Danielle Harrison and Michael Carducci are scheduled to present at the camp meeting. Advocacy groups say that the speakers will encourage LGBTQ individuals to adopt a heterosexual lifestyle despite their feelings and identities and that this approach mirrors conversion therapy without using the term itself.
A petition has been started to have the speakers canceled from the event and news site CTV Atlantic reported that the publicity about the controversy created a “confusing connection many in the village didn’t like.”
“It was looking as if the village was supporting an event that was not supporting the LGBTQ community, and that is very much not the case,” said Lisa Betts, a local resident.
“You can’t link us to somebody whose name just happens to use the word Pugwash, when they’re not even in the village,” said Bill Martin of the Pugwash Village Commission.
The village is widely known as being open and hospitable. CTV Atlantic said that the pride flag had flown in the village every summer for years.
“A person has the right to be whoever they are, and I accept people and whoever they are,” said resident Pauline Dowe.
Coming Out Ministries describes itself as “a ministry which unites three individuals in sharing their testimonies of freedom from sexual sin and same-sex relationships.”
The organization made a presentation to Annual Council 2017 at the General Conference headquarters of the Adventist Church.

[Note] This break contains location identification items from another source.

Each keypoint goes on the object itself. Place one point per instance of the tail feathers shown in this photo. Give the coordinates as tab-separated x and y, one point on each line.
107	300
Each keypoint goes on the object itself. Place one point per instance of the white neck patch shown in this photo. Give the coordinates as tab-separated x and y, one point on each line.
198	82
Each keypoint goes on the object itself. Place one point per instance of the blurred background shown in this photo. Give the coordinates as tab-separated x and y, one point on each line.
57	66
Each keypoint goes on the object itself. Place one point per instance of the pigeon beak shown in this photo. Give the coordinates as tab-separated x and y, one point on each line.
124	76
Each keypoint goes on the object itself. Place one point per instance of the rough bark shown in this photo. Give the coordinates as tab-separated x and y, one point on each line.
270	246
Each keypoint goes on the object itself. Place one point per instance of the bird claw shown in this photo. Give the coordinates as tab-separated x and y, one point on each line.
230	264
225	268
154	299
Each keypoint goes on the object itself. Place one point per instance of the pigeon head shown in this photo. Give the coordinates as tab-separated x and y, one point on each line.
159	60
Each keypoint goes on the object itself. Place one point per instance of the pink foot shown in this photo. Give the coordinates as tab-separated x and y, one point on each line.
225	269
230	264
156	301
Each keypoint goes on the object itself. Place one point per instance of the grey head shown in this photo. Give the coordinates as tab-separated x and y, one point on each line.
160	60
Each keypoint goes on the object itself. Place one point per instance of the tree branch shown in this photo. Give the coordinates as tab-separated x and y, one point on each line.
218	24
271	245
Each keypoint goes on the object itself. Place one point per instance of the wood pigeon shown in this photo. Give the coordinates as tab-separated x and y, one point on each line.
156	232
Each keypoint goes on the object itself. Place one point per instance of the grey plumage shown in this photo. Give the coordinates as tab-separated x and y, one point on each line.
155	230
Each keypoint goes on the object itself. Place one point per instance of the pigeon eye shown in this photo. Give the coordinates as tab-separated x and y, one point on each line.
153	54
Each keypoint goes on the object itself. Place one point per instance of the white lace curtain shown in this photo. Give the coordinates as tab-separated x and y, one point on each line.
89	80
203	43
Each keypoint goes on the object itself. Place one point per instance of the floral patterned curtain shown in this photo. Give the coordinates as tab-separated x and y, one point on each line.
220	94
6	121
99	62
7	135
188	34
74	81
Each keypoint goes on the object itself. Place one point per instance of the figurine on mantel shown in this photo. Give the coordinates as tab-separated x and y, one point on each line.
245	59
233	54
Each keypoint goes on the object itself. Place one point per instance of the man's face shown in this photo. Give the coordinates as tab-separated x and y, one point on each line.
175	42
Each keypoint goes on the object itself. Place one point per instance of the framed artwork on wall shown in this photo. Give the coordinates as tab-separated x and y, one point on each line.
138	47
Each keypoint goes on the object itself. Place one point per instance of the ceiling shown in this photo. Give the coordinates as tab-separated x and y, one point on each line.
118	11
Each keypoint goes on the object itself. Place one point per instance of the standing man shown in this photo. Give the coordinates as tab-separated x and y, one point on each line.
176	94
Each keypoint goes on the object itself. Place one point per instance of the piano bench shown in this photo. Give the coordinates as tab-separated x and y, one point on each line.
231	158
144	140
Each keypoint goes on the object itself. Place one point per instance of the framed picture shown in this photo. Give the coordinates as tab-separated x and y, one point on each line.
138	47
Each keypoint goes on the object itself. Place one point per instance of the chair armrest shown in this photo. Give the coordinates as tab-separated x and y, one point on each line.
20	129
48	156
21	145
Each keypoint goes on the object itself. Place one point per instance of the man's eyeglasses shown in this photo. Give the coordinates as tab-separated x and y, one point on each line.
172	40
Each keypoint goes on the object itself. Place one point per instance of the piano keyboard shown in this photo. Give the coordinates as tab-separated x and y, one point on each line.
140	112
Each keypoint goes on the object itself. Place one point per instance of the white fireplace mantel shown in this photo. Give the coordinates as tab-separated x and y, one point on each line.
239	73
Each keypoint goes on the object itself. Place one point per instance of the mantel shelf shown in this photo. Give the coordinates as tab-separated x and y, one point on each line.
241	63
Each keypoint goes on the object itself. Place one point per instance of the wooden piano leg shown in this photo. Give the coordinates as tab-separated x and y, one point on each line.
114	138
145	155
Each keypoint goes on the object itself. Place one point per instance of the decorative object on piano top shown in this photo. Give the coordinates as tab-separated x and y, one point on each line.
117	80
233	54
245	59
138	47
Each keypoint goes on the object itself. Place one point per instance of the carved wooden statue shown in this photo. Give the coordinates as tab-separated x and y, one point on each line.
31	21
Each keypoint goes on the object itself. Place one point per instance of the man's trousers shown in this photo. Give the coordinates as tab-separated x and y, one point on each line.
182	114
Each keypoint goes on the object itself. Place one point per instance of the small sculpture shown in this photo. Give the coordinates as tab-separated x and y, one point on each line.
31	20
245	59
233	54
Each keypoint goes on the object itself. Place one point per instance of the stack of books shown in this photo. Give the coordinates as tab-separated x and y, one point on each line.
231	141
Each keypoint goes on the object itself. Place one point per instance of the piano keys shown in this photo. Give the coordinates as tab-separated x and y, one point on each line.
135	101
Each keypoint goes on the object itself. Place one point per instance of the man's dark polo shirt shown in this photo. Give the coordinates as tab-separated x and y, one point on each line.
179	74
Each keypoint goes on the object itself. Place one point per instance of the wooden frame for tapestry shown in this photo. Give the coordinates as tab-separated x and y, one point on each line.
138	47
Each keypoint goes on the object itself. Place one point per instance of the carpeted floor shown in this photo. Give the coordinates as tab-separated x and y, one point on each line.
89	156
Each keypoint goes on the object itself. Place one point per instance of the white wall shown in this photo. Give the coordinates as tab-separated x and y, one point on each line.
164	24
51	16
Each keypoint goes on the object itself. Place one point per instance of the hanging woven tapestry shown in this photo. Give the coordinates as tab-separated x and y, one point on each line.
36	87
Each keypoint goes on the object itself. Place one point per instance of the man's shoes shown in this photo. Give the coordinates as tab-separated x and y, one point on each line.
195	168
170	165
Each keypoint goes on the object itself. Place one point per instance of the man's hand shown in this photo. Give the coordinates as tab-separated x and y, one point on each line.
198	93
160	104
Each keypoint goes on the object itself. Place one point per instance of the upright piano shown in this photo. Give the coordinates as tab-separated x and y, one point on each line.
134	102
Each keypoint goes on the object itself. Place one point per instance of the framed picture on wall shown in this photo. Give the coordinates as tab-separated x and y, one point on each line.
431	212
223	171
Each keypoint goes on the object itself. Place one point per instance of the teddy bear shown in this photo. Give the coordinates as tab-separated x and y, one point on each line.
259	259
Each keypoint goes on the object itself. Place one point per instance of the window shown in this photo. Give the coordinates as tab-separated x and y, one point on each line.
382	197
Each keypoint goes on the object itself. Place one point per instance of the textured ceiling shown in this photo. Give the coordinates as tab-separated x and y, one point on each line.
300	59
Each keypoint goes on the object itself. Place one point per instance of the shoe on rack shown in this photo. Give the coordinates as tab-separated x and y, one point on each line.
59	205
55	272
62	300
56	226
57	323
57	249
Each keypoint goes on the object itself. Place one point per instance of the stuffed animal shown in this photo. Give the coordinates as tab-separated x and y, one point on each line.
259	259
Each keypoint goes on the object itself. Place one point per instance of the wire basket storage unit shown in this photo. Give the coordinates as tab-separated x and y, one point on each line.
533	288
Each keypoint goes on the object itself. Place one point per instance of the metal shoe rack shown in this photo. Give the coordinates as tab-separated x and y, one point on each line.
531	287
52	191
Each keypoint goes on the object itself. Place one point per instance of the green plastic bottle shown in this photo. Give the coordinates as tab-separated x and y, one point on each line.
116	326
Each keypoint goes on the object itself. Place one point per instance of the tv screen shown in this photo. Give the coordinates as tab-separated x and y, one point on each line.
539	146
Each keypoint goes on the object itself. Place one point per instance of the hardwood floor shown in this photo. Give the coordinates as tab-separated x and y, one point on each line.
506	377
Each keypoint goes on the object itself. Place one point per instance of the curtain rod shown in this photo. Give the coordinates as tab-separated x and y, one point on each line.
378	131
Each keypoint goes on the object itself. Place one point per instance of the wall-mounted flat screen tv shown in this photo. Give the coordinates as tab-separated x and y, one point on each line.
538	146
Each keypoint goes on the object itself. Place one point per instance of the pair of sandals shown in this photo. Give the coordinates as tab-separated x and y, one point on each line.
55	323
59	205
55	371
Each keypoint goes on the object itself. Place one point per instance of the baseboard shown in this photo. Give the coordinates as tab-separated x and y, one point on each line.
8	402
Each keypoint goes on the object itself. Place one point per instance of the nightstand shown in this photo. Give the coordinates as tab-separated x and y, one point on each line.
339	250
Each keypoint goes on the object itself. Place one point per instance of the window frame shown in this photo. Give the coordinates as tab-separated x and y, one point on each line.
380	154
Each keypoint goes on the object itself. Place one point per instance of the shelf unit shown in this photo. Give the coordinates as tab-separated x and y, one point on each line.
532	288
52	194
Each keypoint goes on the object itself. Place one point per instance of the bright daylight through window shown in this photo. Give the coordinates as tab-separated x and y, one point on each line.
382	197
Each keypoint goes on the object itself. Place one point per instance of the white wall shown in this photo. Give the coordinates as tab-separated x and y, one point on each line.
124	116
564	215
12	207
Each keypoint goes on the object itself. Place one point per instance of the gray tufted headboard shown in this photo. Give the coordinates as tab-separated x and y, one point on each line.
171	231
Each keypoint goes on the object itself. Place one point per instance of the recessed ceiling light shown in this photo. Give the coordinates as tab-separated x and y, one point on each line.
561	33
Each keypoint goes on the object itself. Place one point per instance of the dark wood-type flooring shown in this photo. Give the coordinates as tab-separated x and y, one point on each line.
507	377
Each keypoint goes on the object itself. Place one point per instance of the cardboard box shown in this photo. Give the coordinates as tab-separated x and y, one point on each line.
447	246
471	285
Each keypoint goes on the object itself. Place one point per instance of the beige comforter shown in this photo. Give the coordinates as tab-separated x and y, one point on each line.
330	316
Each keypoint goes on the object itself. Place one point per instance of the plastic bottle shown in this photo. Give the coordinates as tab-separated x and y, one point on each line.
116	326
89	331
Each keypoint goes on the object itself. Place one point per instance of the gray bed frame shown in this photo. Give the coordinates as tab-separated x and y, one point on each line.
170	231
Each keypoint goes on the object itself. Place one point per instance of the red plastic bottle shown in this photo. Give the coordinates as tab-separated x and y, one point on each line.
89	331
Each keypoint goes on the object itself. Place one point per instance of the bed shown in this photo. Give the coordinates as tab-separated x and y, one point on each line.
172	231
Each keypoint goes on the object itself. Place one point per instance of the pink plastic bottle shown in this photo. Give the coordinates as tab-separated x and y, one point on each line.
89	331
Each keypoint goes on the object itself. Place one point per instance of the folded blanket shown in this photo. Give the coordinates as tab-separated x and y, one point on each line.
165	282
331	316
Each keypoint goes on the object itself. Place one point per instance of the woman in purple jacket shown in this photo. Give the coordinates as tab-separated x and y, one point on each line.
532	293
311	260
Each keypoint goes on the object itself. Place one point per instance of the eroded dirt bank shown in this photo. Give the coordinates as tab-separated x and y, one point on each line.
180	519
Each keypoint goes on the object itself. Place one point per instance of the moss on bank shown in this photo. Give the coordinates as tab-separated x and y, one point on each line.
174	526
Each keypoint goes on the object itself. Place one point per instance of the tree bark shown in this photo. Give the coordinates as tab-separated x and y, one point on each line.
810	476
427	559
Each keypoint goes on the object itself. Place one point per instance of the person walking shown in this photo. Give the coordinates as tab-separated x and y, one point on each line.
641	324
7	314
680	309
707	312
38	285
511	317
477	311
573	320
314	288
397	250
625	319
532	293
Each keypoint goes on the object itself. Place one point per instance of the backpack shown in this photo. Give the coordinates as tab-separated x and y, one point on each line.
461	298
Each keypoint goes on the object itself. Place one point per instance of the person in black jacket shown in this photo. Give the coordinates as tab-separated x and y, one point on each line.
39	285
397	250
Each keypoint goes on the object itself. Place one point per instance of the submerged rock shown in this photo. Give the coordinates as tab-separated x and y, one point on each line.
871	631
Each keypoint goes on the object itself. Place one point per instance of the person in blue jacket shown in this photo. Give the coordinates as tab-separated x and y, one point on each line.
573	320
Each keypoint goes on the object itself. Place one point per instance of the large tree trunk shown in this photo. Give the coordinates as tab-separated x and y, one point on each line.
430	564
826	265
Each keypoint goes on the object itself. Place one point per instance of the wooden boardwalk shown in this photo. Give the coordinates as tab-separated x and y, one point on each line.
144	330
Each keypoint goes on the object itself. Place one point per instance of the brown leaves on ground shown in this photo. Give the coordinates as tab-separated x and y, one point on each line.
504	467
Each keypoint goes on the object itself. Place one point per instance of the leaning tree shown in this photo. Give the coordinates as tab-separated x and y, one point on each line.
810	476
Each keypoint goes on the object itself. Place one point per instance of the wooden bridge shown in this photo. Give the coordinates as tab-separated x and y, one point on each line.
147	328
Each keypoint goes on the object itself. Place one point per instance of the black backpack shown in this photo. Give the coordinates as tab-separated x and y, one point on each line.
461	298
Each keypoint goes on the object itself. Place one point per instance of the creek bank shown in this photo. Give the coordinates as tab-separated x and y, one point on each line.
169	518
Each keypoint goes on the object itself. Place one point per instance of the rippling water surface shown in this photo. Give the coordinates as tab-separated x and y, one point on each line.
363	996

Carducci rejects the term “conversion therapy” and claims that the presentations will cause no harm.
“I think that conversion therapies — many of them — were very destructive,” said Carducci to Star Metro. “I don’t promote them.”
He defended the approach of Coming Out Ministries saying that condemning the practice of homosexuality is not the same as condemning the person. He claimed that the ministry does not provide counseling and he is not trying to “coerce or pressure anyone.”
Carducci said that the organization’s speakers “just tell our experience of how we want to live according to God’s word. We don’t tell people how to live. We allow people to make up their own mind.”
This opinion was shared by Stan Jensen, director of communication for the Adventist Church in Canada who said the church does not promote conversion therapy and that the two speakers will simply share their life story.